# Audio/Lighting Industry Trade Associations?



## Jwheelz (Mar 13, 2013)

So I've posted to other categories on these forums looking for information about lighting equipment and so forth. After a lot of thought I decided that I'm going to put together a business plan for a live technical services/rental company. However I'm having a hell of a time trying to put together any kind of truly helpful information for some reason. 

Most likely I'm going to piece together information from a couple different government sources of business statistics. But another thing that would be helpful is if there are any trade associations for stage audio and lighting providers.

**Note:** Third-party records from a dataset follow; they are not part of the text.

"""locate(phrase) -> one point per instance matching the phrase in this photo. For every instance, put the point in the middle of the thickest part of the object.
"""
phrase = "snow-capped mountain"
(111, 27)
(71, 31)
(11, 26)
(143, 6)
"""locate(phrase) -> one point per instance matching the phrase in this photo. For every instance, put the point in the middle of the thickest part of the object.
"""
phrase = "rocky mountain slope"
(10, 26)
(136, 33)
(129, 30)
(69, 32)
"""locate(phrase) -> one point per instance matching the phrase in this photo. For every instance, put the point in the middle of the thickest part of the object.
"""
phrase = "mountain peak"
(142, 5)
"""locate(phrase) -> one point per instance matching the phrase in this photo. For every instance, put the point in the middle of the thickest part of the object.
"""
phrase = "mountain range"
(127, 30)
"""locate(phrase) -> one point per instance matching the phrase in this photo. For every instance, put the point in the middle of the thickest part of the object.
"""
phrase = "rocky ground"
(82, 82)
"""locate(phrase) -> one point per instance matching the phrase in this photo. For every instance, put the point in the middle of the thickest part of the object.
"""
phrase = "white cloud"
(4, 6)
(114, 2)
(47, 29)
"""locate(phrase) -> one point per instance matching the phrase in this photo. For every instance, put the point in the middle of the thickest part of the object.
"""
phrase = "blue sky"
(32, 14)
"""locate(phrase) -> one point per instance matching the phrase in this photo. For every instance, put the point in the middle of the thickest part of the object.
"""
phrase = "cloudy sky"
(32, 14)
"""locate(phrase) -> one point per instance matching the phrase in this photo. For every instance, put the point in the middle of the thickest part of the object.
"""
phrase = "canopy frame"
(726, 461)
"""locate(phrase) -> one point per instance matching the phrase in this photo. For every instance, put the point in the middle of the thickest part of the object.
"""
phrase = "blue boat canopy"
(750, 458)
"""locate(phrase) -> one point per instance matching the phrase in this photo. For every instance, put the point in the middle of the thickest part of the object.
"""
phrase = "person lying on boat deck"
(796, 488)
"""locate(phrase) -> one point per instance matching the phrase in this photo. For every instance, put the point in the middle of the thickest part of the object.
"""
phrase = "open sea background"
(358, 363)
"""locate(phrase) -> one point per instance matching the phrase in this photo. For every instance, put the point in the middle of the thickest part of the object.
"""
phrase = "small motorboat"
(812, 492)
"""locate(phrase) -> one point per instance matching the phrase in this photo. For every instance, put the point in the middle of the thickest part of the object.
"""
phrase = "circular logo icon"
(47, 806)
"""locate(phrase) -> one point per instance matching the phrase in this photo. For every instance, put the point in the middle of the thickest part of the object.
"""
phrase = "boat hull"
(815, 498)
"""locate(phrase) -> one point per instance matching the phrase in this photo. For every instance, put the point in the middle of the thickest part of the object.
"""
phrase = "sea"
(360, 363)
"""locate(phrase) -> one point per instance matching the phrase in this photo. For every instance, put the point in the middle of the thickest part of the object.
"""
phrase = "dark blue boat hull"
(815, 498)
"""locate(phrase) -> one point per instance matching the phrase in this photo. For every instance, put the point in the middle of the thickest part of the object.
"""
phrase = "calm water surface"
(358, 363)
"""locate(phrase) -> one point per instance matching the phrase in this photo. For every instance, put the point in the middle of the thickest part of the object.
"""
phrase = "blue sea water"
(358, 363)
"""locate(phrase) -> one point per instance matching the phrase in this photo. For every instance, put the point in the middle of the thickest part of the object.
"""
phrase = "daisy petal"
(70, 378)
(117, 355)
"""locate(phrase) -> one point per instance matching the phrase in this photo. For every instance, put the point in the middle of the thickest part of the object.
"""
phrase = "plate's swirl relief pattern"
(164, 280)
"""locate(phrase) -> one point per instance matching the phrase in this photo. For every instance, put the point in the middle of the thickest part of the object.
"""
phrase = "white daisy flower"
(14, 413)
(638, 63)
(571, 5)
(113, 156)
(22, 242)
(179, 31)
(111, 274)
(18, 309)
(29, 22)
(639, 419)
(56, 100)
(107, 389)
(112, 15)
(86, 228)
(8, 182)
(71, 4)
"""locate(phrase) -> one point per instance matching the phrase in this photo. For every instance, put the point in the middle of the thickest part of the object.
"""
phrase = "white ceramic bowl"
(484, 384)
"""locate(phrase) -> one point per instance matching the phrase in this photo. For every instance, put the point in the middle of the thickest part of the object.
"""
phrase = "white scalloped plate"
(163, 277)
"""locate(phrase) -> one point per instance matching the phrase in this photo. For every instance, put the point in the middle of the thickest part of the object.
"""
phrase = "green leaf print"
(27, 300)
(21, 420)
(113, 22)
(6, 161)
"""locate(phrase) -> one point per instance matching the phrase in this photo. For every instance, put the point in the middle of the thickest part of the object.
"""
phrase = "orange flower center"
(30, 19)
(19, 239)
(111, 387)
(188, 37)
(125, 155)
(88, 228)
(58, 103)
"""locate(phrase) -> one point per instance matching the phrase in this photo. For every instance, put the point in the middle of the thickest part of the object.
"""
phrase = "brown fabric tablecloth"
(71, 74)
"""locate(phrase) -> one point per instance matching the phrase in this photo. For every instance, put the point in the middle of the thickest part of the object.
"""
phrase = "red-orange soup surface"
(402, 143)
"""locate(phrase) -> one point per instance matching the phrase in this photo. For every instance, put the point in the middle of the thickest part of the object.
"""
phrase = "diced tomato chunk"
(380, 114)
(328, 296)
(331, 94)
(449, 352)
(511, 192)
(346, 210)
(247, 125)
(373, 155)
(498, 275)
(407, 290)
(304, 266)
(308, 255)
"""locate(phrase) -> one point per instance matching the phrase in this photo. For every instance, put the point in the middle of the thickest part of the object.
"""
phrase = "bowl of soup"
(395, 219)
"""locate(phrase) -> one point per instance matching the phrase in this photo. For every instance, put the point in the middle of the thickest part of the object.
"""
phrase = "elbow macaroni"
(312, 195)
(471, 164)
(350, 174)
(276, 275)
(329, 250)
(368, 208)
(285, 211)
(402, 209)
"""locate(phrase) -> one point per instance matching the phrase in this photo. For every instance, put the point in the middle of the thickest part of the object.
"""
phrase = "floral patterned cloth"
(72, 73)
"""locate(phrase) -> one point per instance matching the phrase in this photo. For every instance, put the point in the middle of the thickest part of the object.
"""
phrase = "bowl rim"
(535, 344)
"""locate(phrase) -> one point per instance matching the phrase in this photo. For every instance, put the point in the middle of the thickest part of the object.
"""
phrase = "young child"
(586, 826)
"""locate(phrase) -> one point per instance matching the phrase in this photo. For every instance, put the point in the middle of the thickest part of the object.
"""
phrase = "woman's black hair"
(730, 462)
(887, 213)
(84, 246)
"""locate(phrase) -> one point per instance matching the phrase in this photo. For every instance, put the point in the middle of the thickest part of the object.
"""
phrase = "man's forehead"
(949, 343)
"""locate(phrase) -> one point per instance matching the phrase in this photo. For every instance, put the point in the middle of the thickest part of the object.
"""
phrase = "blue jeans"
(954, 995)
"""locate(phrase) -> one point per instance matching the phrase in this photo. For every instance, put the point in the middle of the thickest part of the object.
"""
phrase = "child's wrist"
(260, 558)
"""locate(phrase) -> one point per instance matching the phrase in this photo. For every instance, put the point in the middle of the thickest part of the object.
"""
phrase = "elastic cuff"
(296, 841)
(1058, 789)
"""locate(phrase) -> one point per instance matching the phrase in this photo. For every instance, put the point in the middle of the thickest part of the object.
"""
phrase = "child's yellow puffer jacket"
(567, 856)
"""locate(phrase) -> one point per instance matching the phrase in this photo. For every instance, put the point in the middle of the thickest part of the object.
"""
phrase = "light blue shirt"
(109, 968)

So far I've looked at information from Infocomm International, and they seem to have at least some data representing the live sound industry but it seems to be more focused on audiovisual services for things like meetings and trade shows where I'm more interested in music and other large-scale live events. Another source I considered is NAMM but they seem to be more focused on the retail business rather than live sound (except for wholesale live sound and lighting products). So I'm a bit lost and I'm hoping anyone might have some suggestions for research sources.

Otherwise I guess I'll piece together what little data I have been able to find. It's very strange though if you look at the census and other national statistics sources it's almost as if there actually isn't a live sound industry...


----------



## derekleffew (Mar 13, 2013)

PLASA (formerly ESTA)
USITT
Others from Industry Periodicals - ControlBooth
.


----------



## Jwheelz (Mar 13, 2013)

thank you very much! Google was definitely not my friend on the search, mostly because I didn't have any idea what search terms to use


----------



## museav (Mar 15, 2013)

Jwheelz said:


> So far I've looked at information from Infocomm International, and they seem to have at least some data representing the live sound industry but it seems to be more focused on audiovisual services for things like meetings and trade shows where I'm more interested in music and other large-scale live events. Another source I considered is NAMM but they seem to be more focused on the retail business rather than live sound (except for wholesale live sound and lighting products).


You pretty much nailed the target markets of those associations, although they do also address many related areas. You do have Audio Engineering Society (AES) for audio in general, http://www.nsca.org/ for installed sound, Church Hub: Your Source for Resources, Knowledge and Support for the worship facilities and technology industry, IAVM for venue managers and so on.

The problem is that categories such as the "live sound industry" potentially cover such a wide range of applications, roles and markets. In some cases you may need to look at trade associations related to the intended markets or clients rather than to the services offered.


----------